Het hof heeft kennis genomen van de akte van de griffier van de rechtbank Amsterdam van 24 januari 2019, waarbij namens de verdachte hoger beroep is ingesteld tegen voormelde beschikking van die rechtbank.
Het hof heeft gezien de beschikking waarvan beroep en heeft kennis genomen van de stukken betrekking hebbend op de voorlopige hechtenis van de verdachte en heeft gehoord de advocaat-generaal en de raadsvrouw van de verdachte, mr. R.S.E. Bruinen.
Bij de behandeling in raadkamer heeft de raadsvrouw namens de verdachte een mondeling schorsingsverzoek gedaan.

De beoordeling

Het hof verenigt zich met de beschikking waarvan beroep, voor zover aan het oordeel van het hof onderworpen, en de gronden waarop deze berust, met uitzondering van de onderzoeksgrond. Deze grond komt dan ook te vervallen.
Ondanks de door de raadsvrouw in het geding gebrachte foto’s acht het hof vooralsnog ernstige bezwaren aanwezig voor alle op de vordering inbewaringstelling vermelde feiten. Het hof baseert zich hierbij op de herkenning door de verbalisanten en een getuige en heeft hier tevens bij betrokken dat het hof de stelling van de raadsvrouw dat de verdachte niet de bestuurder van de Mercedes is geweest onvoldoende heeft kunnen toetsen omdat de verdachte zelf niet aanwezig was bij de behandeling in raadkamer.

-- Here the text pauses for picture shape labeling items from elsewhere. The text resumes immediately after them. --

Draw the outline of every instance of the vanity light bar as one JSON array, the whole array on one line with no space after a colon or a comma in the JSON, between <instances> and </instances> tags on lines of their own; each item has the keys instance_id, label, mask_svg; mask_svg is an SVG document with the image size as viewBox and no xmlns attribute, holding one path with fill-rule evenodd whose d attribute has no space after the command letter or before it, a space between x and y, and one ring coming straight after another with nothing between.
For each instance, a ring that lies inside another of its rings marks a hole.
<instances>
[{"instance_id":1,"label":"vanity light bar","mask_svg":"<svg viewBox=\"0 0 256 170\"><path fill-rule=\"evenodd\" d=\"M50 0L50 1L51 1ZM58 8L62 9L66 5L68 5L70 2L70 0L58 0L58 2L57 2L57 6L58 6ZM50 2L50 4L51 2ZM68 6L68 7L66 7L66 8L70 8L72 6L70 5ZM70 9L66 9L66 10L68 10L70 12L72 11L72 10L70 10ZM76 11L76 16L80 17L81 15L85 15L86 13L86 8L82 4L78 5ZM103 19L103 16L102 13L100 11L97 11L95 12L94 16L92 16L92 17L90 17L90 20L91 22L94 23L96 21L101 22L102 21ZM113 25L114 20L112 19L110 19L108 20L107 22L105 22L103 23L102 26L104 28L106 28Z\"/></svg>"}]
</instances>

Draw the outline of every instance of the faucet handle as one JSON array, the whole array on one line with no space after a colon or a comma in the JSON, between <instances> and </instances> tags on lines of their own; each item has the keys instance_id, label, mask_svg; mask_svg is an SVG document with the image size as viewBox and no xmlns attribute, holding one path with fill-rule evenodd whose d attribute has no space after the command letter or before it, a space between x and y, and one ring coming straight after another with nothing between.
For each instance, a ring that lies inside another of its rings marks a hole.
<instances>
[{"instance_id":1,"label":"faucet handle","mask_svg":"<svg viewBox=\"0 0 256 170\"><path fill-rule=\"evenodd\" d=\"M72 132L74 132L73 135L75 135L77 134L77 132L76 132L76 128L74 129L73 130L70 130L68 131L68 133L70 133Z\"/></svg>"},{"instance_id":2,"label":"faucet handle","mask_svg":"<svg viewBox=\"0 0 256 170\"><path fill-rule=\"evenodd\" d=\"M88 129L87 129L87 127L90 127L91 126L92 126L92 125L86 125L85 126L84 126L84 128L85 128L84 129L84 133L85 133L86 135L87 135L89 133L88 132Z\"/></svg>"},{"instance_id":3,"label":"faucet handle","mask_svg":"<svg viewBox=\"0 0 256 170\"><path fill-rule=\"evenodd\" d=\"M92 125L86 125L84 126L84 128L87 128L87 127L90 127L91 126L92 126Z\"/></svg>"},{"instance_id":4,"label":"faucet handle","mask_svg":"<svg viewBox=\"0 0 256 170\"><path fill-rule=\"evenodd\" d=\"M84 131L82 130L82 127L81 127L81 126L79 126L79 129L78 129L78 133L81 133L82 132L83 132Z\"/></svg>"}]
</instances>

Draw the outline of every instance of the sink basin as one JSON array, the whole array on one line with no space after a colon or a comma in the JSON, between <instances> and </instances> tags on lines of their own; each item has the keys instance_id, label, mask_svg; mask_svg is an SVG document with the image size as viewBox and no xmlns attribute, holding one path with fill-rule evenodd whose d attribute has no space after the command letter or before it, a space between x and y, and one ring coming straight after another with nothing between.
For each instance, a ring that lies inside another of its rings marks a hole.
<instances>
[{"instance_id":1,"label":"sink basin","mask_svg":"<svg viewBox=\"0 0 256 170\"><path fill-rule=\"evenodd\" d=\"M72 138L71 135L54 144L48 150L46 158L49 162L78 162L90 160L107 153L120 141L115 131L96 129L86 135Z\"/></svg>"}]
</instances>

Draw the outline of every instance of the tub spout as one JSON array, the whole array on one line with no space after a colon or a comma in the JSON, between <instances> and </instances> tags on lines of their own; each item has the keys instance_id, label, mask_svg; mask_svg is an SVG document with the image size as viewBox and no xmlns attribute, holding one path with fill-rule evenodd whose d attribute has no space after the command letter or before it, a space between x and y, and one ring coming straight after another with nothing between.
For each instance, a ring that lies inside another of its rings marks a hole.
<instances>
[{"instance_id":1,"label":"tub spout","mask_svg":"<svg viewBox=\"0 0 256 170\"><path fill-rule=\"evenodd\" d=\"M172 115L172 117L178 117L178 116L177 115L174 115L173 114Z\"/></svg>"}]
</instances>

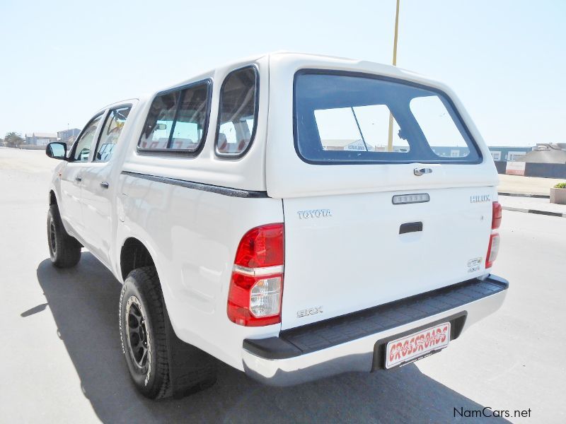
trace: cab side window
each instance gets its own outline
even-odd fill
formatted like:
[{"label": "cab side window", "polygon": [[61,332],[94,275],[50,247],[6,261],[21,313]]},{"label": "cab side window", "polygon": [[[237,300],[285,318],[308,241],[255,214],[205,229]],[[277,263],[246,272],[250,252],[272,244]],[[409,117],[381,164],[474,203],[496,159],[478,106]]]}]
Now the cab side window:
[{"label": "cab side window", "polygon": [[98,122],[102,119],[102,114],[93,118],[93,119],[87,124],[83,134],[76,141],[75,148],[73,151],[73,162],[86,162],[88,160],[88,155],[91,153],[91,146],[94,140],[94,134],[96,133],[96,129],[98,126]]},{"label": "cab side window", "polygon": [[95,162],[108,162],[110,160],[131,110],[131,106],[124,106],[108,112],[94,153]]},{"label": "cab side window", "polygon": [[219,156],[241,156],[251,144],[258,120],[258,71],[236,69],[220,89],[216,151]]}]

Het hof ziet aanleiding de grond vluchtgevaar mede aan het bevel voorlopige hechtenis ten grondslag te leggen. Niet alleen lijkt de verdachte rond te reizen, maar hij is voorts Brits burger en heeft een adres in het Verenigd Koninkrijk. Gelet op de naderende Brexit is onduidelijk of de verdachte voor de Nederlandse justitie nog traceerbaar of beschikbaar zal zijn bij een vertrek naar het Verenigd Koninkrijk.

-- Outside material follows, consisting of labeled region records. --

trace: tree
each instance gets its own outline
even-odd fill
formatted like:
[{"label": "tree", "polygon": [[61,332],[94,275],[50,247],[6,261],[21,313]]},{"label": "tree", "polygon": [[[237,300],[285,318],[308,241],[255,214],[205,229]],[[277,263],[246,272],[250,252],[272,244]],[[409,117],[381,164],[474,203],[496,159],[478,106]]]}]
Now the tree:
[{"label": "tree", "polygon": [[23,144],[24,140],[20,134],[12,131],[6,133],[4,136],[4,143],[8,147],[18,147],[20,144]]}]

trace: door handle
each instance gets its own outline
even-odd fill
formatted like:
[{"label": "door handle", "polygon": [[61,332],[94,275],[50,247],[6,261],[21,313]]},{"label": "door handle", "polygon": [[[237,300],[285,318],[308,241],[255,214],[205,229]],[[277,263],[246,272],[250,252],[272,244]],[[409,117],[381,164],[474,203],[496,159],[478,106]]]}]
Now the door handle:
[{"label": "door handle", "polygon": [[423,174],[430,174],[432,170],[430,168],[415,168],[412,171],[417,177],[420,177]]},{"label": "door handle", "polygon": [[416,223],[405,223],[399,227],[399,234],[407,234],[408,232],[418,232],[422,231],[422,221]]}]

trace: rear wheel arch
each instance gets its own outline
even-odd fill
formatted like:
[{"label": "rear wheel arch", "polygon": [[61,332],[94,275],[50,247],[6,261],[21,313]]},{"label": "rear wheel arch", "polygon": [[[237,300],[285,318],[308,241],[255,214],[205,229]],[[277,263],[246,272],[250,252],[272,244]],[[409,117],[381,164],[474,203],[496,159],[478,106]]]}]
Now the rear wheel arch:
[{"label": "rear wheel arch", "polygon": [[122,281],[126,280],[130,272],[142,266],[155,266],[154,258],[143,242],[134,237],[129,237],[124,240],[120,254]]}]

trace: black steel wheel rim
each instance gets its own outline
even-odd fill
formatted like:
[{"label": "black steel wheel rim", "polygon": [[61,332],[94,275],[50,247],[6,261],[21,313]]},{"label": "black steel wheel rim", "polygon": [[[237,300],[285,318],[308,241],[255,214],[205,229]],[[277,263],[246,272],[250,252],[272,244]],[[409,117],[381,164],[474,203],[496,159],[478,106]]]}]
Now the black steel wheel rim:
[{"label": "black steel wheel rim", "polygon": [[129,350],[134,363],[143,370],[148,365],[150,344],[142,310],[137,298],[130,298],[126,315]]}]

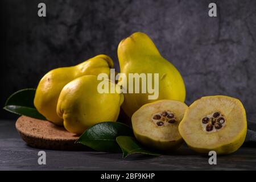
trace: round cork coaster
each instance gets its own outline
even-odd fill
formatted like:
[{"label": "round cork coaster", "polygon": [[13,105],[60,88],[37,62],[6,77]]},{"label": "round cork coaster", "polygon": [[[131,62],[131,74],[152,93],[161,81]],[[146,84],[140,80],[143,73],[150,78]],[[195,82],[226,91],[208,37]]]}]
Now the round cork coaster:
[{"label": "round cork coaster", "polygon": [[72,151],[88,149],[74,143],[79,136],[47,121],[23,115],[18,119],[15,126],[21,138],[32,147]]}]

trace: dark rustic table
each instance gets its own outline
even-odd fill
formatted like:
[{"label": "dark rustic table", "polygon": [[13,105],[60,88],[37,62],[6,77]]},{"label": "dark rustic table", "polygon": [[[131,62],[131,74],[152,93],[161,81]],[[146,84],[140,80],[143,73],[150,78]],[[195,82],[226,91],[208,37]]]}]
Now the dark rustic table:
[{"label": "dark rustic table", "polygon": [[1,170],[256,169],[256,148],[244,147],[233,154],[218,156],[217,165],[209,165],[207,156],[194,153],[185,146],[169,155],[134,155],[125,160],[121,154],[43,150],[46,152],[46,165],[38,163],[40,150],[26,145],[16,131],[15,121],[0,121]]}]

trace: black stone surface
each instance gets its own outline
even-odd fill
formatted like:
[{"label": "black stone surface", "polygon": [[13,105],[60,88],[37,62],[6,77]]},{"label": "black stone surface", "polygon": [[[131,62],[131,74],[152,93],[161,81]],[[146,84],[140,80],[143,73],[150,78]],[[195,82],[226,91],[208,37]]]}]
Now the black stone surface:
[{"label": "black stone surface", "polygon": [[208,157],[183,146],[168,155],[150,158],[95,151],[44,150],[46,165],[38,163],[38,152],[19,137],[14,121],[0,121],[0,170],[255,170],[256,149],[240,148],[233,154],[217,156],[217,165]]},{"label": "black stone surface", "polygon": [[[135,31],[147,34],[180,71],[186,102],[207,95],[237,97],[256,116],[256,1],[2,0],[0,105],[24,88],[35,88],[49,70],[110,55]],[[0,118],[14,118],[0,110]]]}]

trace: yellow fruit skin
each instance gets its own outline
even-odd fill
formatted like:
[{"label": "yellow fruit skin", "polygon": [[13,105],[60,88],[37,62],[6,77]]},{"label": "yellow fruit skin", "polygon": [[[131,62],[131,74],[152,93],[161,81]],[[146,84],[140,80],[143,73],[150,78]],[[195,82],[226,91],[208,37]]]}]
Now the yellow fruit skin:
[{"label": "yellow fruit skin", "polygon": [[[127,77],[127,83],[129,73],[159,73],[159,94],[157,100],[148,100],[148,96],[152,94],[148,93],[124,93],[125,101],[122,107],[129,117],[143,105],[156,100],[185,101],[185,89],[181,76],[171,63],[160,55],[146,34],[135,32],[122,40],[118,46],[118,56],[120,72]],[[122,84],[122,82],[119,84]]]},{"label": "yellow fruit skin", "polygon": [[63,87],[72,80],[84,75],[110,75],[113,67],[110,57],[100,55],[77,65],[53,69],[45,75],[36,88],[34,104],[38,111],[47,120],[57,125],[63,121],[56,112],[57,103]]},{"label": "yellow fruit skin", "polygon": [[[229,154],[233,153],[236,152],[237,150],[238,150],[239,148],[243,144],[243,142],[245,142],[245,138],[246,136],[246,133],[247,133],[247,121],[246,121],[246,114],[245,111],[245,109],[243,107],[243,106],[241,102],[241,101],[236,98],[230,97],[228,96],[206,96],[203,97],[202,98],[204,99],[207,99],[209,98],[213,97],[218,97],[220,98],[226,98],[228,99],[232,99],[233,100],[236,100],[238,104],[238,105],[240,107],[241,107],[242,109],[243,113],[242,113],[242,118],[244,118],[244,125],[245,127],[244,127],[242,130],[240,131],[239,135],[237,135],[237,136],[233,139],[233,140],[230,140],[230,142],[228,144],[224,144],[222,145],[220,145],[217,147],[209,147],[208,148],[200,148],[197,147],[195,146],[192,146],[189,143],[189,141],[187,139],[186,137],[184,136],[184,134],[183,132],[183,128],[185,126],[185,124],[184,123],[184,121],[186,119],[186,118],[187,117],[188,115],[188,111],[190,108],[192,107],[193,107],[193,105],[195,105],[195,102],[193,102],[187,110],[186,112],[185,113],[184,116],[182,121],[180,122],[180,125],[179,126],[179,131],[180,132],[180,135],[183,138],[183,139],[185,140],[185,143],[188,145],[188,146],[193,150],[193,151],[197,152],[201,154],[208,154],[209,151],[215,151],[218,155],[225,155],[225,154]],[[196,101],[195,101],[196,102]]]},{"label": "yellow fruit skin", "polygon": [[[105,80],[108,84],[114,83]],[[67,84],[61,90],[57,113],[69,132],[80,134],[86,129],[105,121],[117,121],[123,101],[122,94],[99,93],[95,76],[84,76]]]}]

Het hof acht ook de recidivegrond nog onverkort aanwezig.
In hetgeen de raadsvrouw naar voren heeft gebracht ziet het hof geen aanleiding om de termijn van het bevel gevangenhouding te beperken.

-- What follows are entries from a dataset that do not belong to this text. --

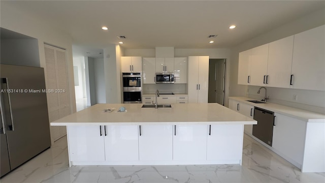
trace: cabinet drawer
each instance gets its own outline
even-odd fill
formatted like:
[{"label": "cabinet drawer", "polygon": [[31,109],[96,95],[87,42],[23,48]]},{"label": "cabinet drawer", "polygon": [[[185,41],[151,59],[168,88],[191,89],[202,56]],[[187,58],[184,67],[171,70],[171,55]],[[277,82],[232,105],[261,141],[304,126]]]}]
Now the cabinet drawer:
[{"label": "cabinet drawer", "polygon": [[187,97],[187,96],[177,96],[176,97],[176,100],[177,101],[187,101],[188,100],[188,98]]},{"label": "cabinet drawer", "polygon": [[188,103],[188,101],[178,101],[176,102],[177,104],[187,104]]},{"label": "cabinet drawer", "polygon": [[157,99],[158,104],[175,104],[176,103],[176,97],[166,97],[160,96]]}]

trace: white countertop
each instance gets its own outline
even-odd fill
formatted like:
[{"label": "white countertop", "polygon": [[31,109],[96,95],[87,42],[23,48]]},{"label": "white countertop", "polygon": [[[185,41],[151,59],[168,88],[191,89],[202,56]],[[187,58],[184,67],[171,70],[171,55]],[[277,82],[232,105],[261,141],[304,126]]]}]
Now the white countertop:
[{"label": "white countertop", "polygon": [[[172,104],[171,108],[141,108],[143,104],[100,104],[51,123],[51,126],[255,125],[257,121],[216,103]],[[116,112],[124,106],[126,112]],[[112,112],[104,109],[113,108]]]},{"label": "white countertop", "polygon": [[255,104],[246,100],[256,100],[256,99],[245,97],[229,97],[229,99],[307,122],[325,122],[325,114],[323,114],[269,102],[265,104]]}]

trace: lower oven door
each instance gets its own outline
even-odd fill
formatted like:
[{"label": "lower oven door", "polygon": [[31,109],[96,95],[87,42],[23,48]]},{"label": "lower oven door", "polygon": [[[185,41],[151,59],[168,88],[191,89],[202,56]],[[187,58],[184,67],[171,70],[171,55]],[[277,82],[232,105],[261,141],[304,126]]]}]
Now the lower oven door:
[{"label": "lower oven door", "polygon": [[141,91],[123,91],[123,103],[141,103]]}]

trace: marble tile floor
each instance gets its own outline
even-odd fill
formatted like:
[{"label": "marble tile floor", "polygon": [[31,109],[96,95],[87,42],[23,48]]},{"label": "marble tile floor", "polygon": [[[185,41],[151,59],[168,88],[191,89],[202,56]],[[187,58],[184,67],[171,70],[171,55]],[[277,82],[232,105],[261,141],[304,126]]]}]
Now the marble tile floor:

Gelet op de gronden waarop de voorlopige hechtenis berust, acht het hof geen termen aanwezig om de voorlopige hechtenis van de verdachte te schorsen.
13/701011-19

De beslissing

Het hof:
WIJST AF het beroep tegen de bestreden beschikking, voor zover aan het oordeel van het hof onderworpen.
WIJST AF het verzoek tot schorsing van de voorlopige hechtenis.
Deze beschikking is gegeven op 6 februari 2019 in raadkamer van dit hof door
mr. J.L. Bruinsma, voorzitter,
mrs. M.M.H.P. Houben en B. van der Werf, raadsheren,
in tegenwoordigheid van mr. S.A.M. Borg als griffier.
De advocaat-generaal bij dit gerechtshof brengt vorenstaande beschikking ter kennis van de verdachte.